Глава 3Протонатурализм и коммерция

Примерно к этому же времени относится коммерциализация протонатурализма: начало работы венециановских учеников на николаевский двор (точнее, на Кабинет Его Императорского Величества, то есть лично на Николая I).

На двор начинают работать не все. Среди учеников Венецианова происходит своеобразная специализация — по принципу или преобладания натуралистической «техники», или сохранения местной «примитивной» традиции, местного вкуса. У самого Венецианова тоже можно найти соединение скрытой, чуть заметной наивности примитивов («кукольного ампира», главным образом в стаффажных фигурах) и перспективного натурализма; собственно, это видно в его первой картине «Гумно». И хотя он поставил целью обучение учеников чистой «перспективе», проступание «наивности» — скорее не венециановской (специальной), а собственной ученической (непреднамеренной) — иногда случалось. И в первом, и во втором поколении венециановских учеников эти различия приведут к расхождению в разные стороны: некоторые ученики уйдут в коммерческий натурализм (в профессиональную «технику»), некоторые — в «примитивы».

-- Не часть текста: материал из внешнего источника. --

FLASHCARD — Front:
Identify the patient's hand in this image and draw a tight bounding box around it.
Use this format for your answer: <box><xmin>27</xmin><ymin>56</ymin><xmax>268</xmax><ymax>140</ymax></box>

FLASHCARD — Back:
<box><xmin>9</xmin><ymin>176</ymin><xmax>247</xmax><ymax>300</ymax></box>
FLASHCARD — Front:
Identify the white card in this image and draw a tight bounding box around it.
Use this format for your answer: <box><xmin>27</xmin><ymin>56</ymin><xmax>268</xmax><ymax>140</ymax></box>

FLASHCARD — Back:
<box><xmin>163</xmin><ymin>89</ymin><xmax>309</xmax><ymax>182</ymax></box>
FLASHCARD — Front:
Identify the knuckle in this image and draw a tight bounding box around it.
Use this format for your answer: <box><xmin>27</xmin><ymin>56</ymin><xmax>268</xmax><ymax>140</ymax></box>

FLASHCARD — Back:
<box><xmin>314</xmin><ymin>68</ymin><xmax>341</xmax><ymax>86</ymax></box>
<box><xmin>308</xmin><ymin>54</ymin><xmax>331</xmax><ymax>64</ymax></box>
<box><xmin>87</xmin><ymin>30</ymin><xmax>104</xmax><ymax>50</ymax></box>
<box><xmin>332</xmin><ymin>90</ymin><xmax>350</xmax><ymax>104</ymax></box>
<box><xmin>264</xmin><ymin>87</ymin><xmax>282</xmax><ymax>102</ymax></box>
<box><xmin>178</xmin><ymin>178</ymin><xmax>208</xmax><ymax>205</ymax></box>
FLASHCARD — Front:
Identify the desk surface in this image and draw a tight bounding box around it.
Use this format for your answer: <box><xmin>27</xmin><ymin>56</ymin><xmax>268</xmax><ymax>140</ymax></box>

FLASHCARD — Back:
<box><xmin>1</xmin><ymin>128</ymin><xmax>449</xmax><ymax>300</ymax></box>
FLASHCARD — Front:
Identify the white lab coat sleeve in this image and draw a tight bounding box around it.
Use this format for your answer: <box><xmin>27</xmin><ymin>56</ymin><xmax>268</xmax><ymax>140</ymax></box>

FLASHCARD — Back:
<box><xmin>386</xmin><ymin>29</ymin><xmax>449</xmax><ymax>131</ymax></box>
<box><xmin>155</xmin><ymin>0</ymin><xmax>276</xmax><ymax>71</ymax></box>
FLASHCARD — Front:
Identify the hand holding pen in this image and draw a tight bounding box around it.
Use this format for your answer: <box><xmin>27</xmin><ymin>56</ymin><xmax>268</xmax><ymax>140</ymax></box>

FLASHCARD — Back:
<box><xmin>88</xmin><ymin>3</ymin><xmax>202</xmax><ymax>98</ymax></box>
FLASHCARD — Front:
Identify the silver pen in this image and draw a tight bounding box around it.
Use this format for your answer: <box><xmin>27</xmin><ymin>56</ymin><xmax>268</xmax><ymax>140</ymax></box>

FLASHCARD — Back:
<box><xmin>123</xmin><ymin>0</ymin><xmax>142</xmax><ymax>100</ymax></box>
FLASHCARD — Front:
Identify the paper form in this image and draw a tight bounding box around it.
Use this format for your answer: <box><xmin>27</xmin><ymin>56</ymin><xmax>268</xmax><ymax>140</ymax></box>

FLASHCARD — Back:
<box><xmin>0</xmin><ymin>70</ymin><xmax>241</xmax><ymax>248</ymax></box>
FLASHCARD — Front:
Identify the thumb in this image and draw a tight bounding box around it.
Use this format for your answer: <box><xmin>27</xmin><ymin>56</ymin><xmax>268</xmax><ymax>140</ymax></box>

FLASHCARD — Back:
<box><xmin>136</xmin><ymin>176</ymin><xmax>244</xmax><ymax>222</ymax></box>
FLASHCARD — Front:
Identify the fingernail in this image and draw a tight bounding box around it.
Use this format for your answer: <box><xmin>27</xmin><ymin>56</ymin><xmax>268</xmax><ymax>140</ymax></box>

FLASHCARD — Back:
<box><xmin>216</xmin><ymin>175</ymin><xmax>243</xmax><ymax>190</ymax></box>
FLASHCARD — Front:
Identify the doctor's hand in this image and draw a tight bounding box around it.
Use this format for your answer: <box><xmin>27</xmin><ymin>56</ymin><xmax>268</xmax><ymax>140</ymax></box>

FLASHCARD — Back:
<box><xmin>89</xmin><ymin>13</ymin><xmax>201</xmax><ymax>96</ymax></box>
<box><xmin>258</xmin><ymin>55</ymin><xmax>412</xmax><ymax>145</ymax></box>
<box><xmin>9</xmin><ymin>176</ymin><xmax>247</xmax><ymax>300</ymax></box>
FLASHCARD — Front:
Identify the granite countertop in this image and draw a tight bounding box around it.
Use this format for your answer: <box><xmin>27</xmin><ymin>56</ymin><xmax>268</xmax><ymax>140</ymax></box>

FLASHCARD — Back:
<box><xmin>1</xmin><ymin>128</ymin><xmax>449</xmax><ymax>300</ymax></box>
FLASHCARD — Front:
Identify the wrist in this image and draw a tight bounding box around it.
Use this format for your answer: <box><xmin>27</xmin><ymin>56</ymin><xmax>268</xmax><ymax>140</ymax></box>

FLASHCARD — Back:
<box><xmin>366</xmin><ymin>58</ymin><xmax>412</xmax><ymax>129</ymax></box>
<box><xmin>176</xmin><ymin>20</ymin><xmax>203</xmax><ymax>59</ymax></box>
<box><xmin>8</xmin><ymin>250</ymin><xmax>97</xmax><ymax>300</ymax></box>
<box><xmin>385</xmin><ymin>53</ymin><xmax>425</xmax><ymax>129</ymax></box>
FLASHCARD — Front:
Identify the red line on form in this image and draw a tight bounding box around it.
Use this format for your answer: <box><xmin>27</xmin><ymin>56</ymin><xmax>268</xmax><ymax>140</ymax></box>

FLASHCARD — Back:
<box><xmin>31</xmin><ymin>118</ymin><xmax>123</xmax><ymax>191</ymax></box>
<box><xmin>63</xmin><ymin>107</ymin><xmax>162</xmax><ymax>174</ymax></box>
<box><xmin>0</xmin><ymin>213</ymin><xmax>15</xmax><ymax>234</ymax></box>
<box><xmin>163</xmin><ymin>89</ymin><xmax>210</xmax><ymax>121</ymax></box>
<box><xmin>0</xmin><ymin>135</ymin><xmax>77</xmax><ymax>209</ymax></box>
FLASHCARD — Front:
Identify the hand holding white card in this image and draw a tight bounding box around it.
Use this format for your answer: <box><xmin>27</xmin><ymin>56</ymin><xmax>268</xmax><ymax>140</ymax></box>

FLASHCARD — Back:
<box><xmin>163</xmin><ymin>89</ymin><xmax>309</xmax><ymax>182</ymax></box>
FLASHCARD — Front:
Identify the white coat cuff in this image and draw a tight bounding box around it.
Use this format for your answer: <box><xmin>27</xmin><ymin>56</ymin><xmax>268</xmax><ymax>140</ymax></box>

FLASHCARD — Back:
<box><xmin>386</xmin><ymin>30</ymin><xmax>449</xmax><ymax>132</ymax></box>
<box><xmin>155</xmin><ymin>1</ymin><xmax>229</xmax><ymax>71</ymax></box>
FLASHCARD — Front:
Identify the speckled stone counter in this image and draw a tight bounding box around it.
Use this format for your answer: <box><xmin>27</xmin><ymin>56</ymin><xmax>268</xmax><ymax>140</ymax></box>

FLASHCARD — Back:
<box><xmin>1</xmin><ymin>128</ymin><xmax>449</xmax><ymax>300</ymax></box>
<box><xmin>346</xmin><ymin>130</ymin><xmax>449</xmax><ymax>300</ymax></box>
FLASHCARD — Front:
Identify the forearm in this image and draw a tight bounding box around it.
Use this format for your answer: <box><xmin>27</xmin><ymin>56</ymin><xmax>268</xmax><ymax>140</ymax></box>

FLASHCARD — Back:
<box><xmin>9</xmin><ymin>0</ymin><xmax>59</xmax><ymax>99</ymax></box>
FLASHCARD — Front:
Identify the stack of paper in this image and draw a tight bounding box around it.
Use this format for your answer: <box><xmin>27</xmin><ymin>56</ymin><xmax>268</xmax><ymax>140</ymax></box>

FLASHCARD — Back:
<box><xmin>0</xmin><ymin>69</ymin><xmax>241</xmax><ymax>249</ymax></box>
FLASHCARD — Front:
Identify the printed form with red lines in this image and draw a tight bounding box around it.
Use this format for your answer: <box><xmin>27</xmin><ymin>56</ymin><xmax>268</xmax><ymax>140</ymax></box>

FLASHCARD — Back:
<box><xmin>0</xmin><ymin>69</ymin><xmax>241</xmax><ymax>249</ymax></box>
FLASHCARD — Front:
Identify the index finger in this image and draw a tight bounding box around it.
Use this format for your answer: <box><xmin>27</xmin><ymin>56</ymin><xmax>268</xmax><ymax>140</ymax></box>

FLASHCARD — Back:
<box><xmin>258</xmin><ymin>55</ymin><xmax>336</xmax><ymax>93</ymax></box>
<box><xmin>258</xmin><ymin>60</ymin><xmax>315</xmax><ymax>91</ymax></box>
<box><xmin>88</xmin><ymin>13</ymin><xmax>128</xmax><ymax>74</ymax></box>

Главный жанр этого коммерческого натурализма — интерьеры Эрмитажа и Зимнего дворца. Эти шедевры «технического» искусства (со все возрастающей сложностью перспективы и освещения, все более приобретающие черты парадного блеска, причем не только благодаря характеру интерьеров) — своеобразные квалификационные работы школы Венецианова, выпускные экзамены и одновременно — начало работы на заказчика с учетом его вкуса (требования абсолютной точности и одновременно эффектности); начало формирования «личного» искусства Николая I[318].

В коммерческое искусство уходит в первую очередь Алексей Тыранов с его великолепной техникой, ремесленник очень высокого класса, идеальный исполнитель, первым делающий карьеру при дворе императора. За «Перспективный вид библиотеки Эрмитажа» (1826, ГЭ) — вещь очень эффектную и парадную, хотя и суховатую по исполнению — он получает бриллиантовый перстень (способ особого награждения при Николае I). «Внутренний вид Большой церкви Зимнего дворца» (1829, ГЭ) — приписываемый также Тимофею Васильеву — демонстрирует уже полностью сформировавшийся стиль, почти брюлловский по сложности освещения, по рефлексам, по отражению резного и золоченого иконостаса в паркете (потом — во втором поколении венециановских учеников — этот уровень сложности превзойдет только Зарянко).

Правда, Григорий Чернецов (впоследствии один из главных «личных» художников Николая I, художников Кабинета) в «Виде Военной галереи Зимнего дворца» (1827, ГЭ) демонстрирует скорее «наивность» — простодушную тщательность вычерченных деталей. Но и эта работа отмечена; наивность — скрытая наивность — часть «личного» николаевского искусства.

В первом поколении венециановцев в пространстве «примитивов» остается поздний Никифор Крылов, автор чудесной картины «Зима» (1827, ГРМ). Удивительный эффект сияния снега и неба рожден именно натурализмом, какой-то простодушной точностью. Наивная поэзия (как всегда в примитивах) рождается здесь непроизвольно, помимо авторских намерений.